Café Fuerte has an interesting article about Marta Elena, a lady who travels from Cuba to Miami for the very first time to visit her sister, Maria Luisa. After visiting the requisite sites and being astonished by visions she had only seen in movies and magazines, the following conversation took place between Marta Elena and her daughter back in Cuba through some unknown internet telephone service (my translation):

-Mom, Yuniara and Yuneska say that the dresses have to be tight fighting, which is what is popular nowadays, and the shoes have to be the pointy kind. The sneakers, well, you know.

-Yes, sweetheart, but how are all of you doing?

-Don’t forget the shoes for Yeyo, you took the measurements, and bring him two pairs of jeans, any brand, he’s not into that kind of stuff, and a t-shirt. But the sneakers have to be Nikes. There are stores over there called Coño and barato and Varsan where stuff is really cheap. There you can by panties, bras, and a few airy blouses for work.
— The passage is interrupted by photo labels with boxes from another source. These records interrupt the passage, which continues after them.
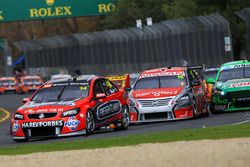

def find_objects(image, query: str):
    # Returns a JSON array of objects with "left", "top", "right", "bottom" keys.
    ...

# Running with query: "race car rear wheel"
[
  {"left": 193, "top": 104, "right": 198, "bottom": 119},
  {"left": 115, "top": 106, "right": 130, "bottom": 130},
  {"left": 13, "top": 139, "right": 28, "bottom": 142},
  {"left": 86, "top": 111, "right": 96, "bottom": 134}
]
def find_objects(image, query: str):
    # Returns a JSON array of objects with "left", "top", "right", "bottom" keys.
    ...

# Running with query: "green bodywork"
[{"left": 212, "top": 60, "right": 250, "bottom": 111}]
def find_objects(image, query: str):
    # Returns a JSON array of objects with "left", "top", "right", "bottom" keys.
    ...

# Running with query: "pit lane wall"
[{"left": 15, "top": 14, "right": 233, "bottom": 75}]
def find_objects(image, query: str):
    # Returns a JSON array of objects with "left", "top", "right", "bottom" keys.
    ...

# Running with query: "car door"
[
  {"left": 188, "top": 69, "right": 203, "bottom": 113},
  {"left": 94, "top": 79, "right": 121, "bottom": 124}
]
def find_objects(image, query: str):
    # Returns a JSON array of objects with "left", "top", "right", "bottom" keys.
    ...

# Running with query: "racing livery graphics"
[
  {"left": 211, "top": 60, "right": 250, "bottom": 112},
  {"left": 130, "top": 66, "right": 208, "bottom": 123},
  {"left": 0, "top": 77, "right": 18, "bottom": 94},
  {"left": 107, "top": 74, "right": 130, "bottom": 88},
  {"left": 19, "top": 76, "right": 43, "bottom": 93},
  {"left": 10, "top": 76, "right": 130, "bottom": 141}
]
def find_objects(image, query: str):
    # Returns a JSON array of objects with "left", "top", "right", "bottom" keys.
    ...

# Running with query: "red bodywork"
[
  {"left": 11, "top": 77, "right": 129, "bottom": 140},
  {"left": 0, "top": 77, "right": 18, "bottom": 93},
  {"left": 19, "top": 76, "right": 43, "bottom": 93}
]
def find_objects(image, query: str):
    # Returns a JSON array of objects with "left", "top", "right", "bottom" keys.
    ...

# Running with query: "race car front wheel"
[
  {"left": 115, "top": 106, "right": 130, "bottom": 130},
  {"left": 86, "top": 111, "right": 95, "bottom": 134}
]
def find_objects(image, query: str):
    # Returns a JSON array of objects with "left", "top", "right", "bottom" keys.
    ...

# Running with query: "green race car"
[{"left": 208, "top": 60, "right": 250, "bottom": 113}]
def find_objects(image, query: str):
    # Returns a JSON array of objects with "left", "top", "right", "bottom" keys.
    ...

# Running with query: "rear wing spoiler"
[
  {"left": 106, "top": 74, "right": 130, "bottom": 88},
  {"left": 187, "top": 64, "right": 205, "bottom": 70}
]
And the video player, Felo says they’re only twenty bucks, but they have to have data ports, and if you can get two that’s even better. One for us and the other so the girls can watch their programs downstairs. And most importantly, the laptop so they can do their homework.

-Yes, but…

-Felicia the neighbor wants you to bring her a 27-inch plasma TV, that she’ll settle with you when you get back. Poor thing, she’s all screwed up with diabetes. And if you can, bring her an electric fan too, it’s hot as hell over here.

-You think they’re going to let me bring all that stuff in?

-Sure, if you pay with Cuban dollars. Tomorrow I’ll send you an email in case I forgot anything. And how are you doing?

-I’m good, it is very beautiful here, as I told you. Felipe is here, he came to see me with a friend. Do you remember him? He left after he had already grown up.

-Pug-nosed Felipe?

-No, this one doesn’t have a pug nose.

-I don’t know who he is. So where is auntie going to take you today?

-To the Ermita de la Caridad (our Lady of Charity Church), to see if Cacha will give me the numbers to the lottery.

-But mom, you’ve never even played the numbers here.

-But now I do, because if the virgin doesn’t give me the numbers, I don’t know how the hell I’m going to find the money to buy all the stuff you’re asking me for!

Marta Elena is a very discrete woman who speaks deliberately and with perfect articulation. Maria Luisa and Felipe were astonished. My friend surreptitiously scratched his nose. Then the lady launched her final thrust:

-Forgive me, gentlemen, but over there the people think that it rains dollar bills here.  Hundred dollar bills! What a pain in the ass!

2 thoughts on “An interesting conversation between Cuba and Miami”

  1. I have family that left Cuba a few years ago and now they realize this fact as they have learned how hard is to earn the money necessary to help those in Cuba.

    Unfortunately the Cuban people think that we’re all rich here. They don’t understand the hard work and sacrifice necessary to achieve success in America and that not everyone is rich here and makes it to the top.

    Yes, we’re way richer that them because we have the freedom to choose our own destiny…they don’t.

    And yes, we have more material items than they do but if they judge us rich only for our material belongings then they don’t understand the true meaning of riches.

  2. Part of it is ignorance, but part of it is abuse. Unfortunately, it tends to fly, even if those who have to do the paying wind up spending beyond their means and working to support people in Cuba who do not work. It’s a strictly one-way street: there’s no question of paying back the money or goods received. Most people here are afraid to be firm and set limits, let alone say no. What winds up happening all too often amounts to emotional blackmail, regardless of how it’s perceived by those involved, and it’s quite effective. Castro, Inc. knows all about that.